Le troisième enseignement, essentiel, consiste dans l’application de l’exclusion de consolidation au secteur du capital-investissement, et la reconnaissance de ses conséquences fiscales. En effet, c’est compte tenu du faisceau d’indices rappelé ci-avant, et notamment de l’application de l’exemption de consolidation au Luxembourg sur le fondement de l’acquisition en vue de la cession, que la CAA a admis que l’entité ultime consolidante retenue soit HoldCo. Ainsi, si la CAA n’a pas appliqué directement le droit luxembourgeois pour interpréter le droit français, elle a néanmoins admis de s’inspirer de l’interprétation qu’avait donnée un autre Etat de l’Union européenne d’une disposition issue d’une directive européenne4, qui requérait une interprétation cohérente entre les différents pays de l’UE. Si cela n’a à notre connaissance pas encore été explicitement jugé, il nous semble qu’il existe des arguments solides pour soutenir que la même analyse devrait pouvoir être retenue pour définir le périmètre de consolidation pour le dispositif ATAD, sous réserve de disposer d’un faisceau d’indices tout aussi convaincant.
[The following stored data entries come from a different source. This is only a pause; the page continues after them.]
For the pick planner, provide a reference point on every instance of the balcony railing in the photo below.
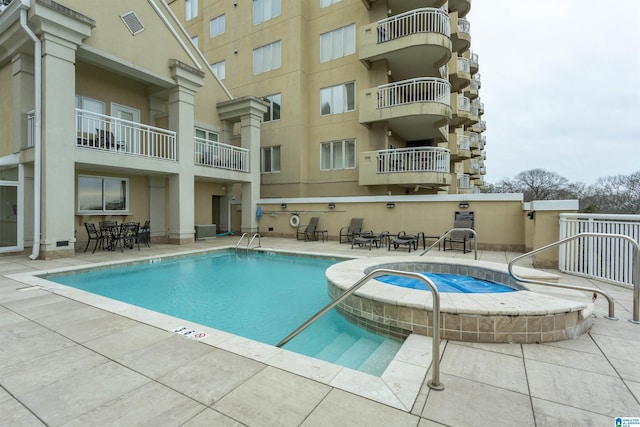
(107, 133)
(424, 20)
(31, 128)
(420, 159)
(221, 156)
(424, 89)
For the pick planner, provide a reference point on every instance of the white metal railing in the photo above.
(31, 128)
(424, 89)
(464, 103)
(418, 159)
(464, 26)
(423, 20)
(464, 66)
(604, 259)
(221, 156)
(108, 133)
(463, 142)
(464, 181)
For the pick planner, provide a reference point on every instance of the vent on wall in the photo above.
(132, 22)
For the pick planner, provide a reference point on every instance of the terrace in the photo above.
(66, 361)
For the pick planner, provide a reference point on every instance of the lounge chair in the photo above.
(459, 236)
(354, 228)
(404, 239)
(309, 231)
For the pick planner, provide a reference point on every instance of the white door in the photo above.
(125, 128)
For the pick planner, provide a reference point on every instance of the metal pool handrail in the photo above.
(475, 240)
(636, 274)
(434, 383)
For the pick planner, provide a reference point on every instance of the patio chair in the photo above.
(354, 228)
(309, 231)
(459, 236)
(94, 234)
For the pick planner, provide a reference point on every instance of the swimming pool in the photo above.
(259, 296)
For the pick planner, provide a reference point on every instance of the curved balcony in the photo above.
(414, 43)
(461, 36)
(414, 109)
(410, 167)
(460, 73)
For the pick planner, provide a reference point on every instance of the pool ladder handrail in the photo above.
(636, 274)
(249, 242)
(434, 383)
(445, 235)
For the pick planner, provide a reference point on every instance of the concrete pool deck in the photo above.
(65, 362)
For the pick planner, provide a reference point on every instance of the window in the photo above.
(338, 43)
(191, 9)
(263, 10)
(326, 3)
(216, 26)
(338, 155)
(219, 69)
(101, 195)
(337, 99)
(270, 159)
(273, 113)
(266, 58)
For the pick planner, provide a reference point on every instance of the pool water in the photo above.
(448, 283)
(259, 296)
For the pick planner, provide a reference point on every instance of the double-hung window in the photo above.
(190, 9)
(273, 111)
(102, 195)
(338, 99)
(263, 10)
(270, 159)
(266, 58)
(219, 69)
(338, 43)
(217, 26)
(338, 155)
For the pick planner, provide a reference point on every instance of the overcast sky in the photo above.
(560, 86)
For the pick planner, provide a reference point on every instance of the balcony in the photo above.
(410, 167)
(414, 43)
(111, 134)
(461, 37)
(414, 109)
(221, 156)
(461, 78)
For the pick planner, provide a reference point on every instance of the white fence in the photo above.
(425, 89)
(606, 259)
(424, 20)
(423, 159)
(221, 156)
(108, 133)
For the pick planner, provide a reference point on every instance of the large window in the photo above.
(217, 26)
(270, 159)
(263, 10)
(99, 195)
(338, 43)
(273, 111)
(325, 3)
(219, 69)
(338, 155)
(337, 99)
(266, 58)
(191, 9)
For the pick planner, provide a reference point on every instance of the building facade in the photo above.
(365, 97)
(110, 113)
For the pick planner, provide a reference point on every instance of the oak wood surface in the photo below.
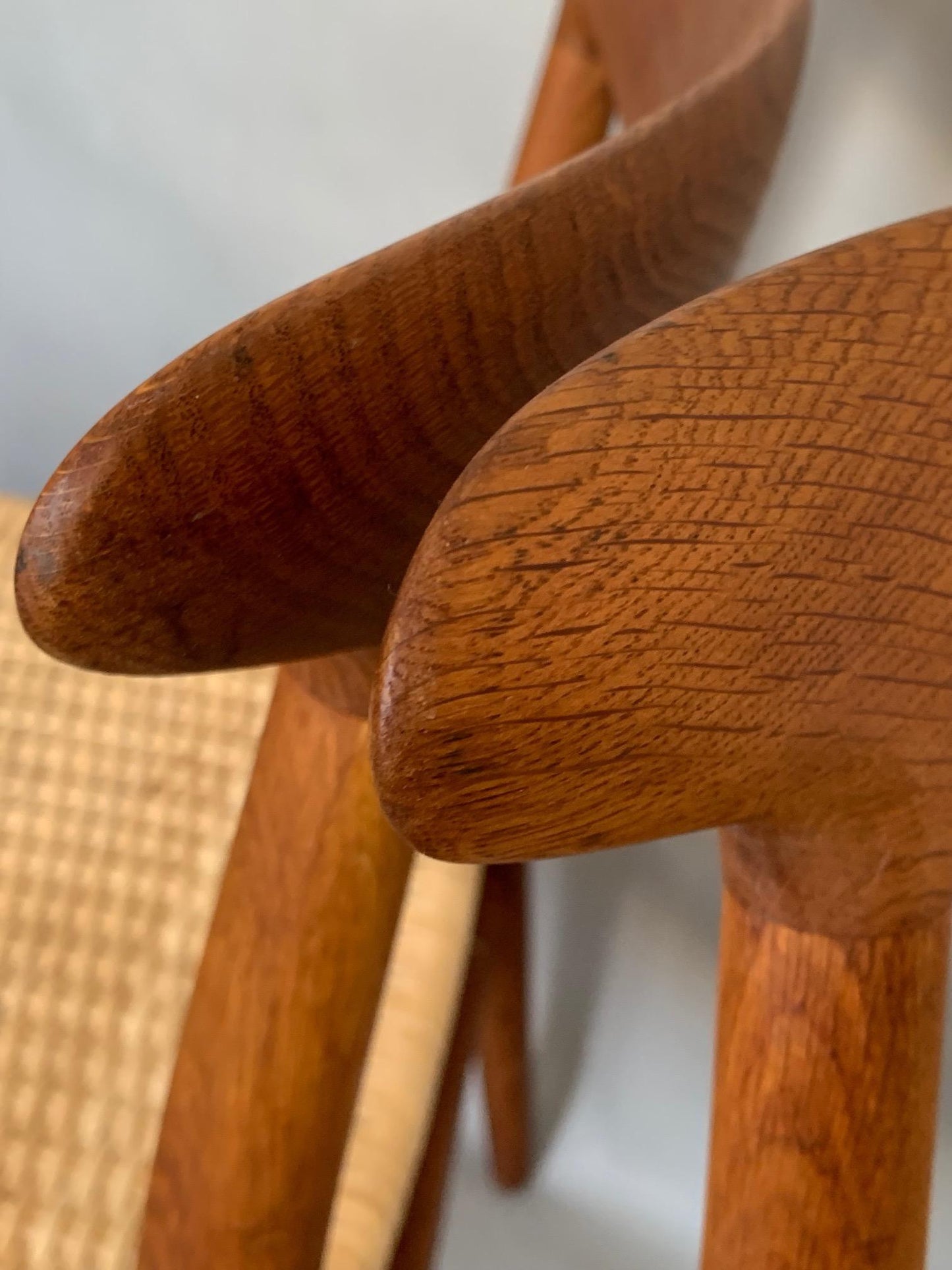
(422, 1223)
(285, 1002)
(708, 579)
(330, 697)
(826, 1091)
(410, 1047)
(710, 571)
(503, 1020)
(260, 498)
Ces différents enseignements, applicables pour déterminer le ratio d’autonomie financière, nous paraissent également s’étendre à la clause de sauvegarde ATAD visant à combattre la présomption de sous-capitalisation.
Par cet arrêt, la CAA de Paris tire donc certaines conséquences fiscales des règles comptables gouvernant le périmètre de consolidation, avec une portée potentiellement importante pour le secteur du capital-investissement. Il s’agit toutefois d’une évolution en devenir, notamment en cas d’application de normes comptables internationales5. Il appartiendra aux différents acteurs (dont l’administration fiscale) d’en tenir compte, de manière pragmatique et sécurisée.
1. Pour rappel : (i) dette liée supérieure à 1,5 fois les capitaux propres, (ii) intérêts débiteurs intragroupes supérieurs à 25 % d’un résultat courant avant impôt ajusté, et (iii) intérêts débiteurs intragroupes supérieurs aux intérêts créditeurs intragroupes perçus par la société concernée.
2. CAA Versailles, 15 décembre 2023, n° 21VE03124.
3. Avis CNC 2-1 du 18 décembre 2009 de la Commission des Normes Comptables luxembourgeoise.
4. Septième directive du Conseil du 13 juin 1983 n° 83/349/CEE, article 13, paragraphe 3, c).
5. Article L. 233-24 du Code de commerce.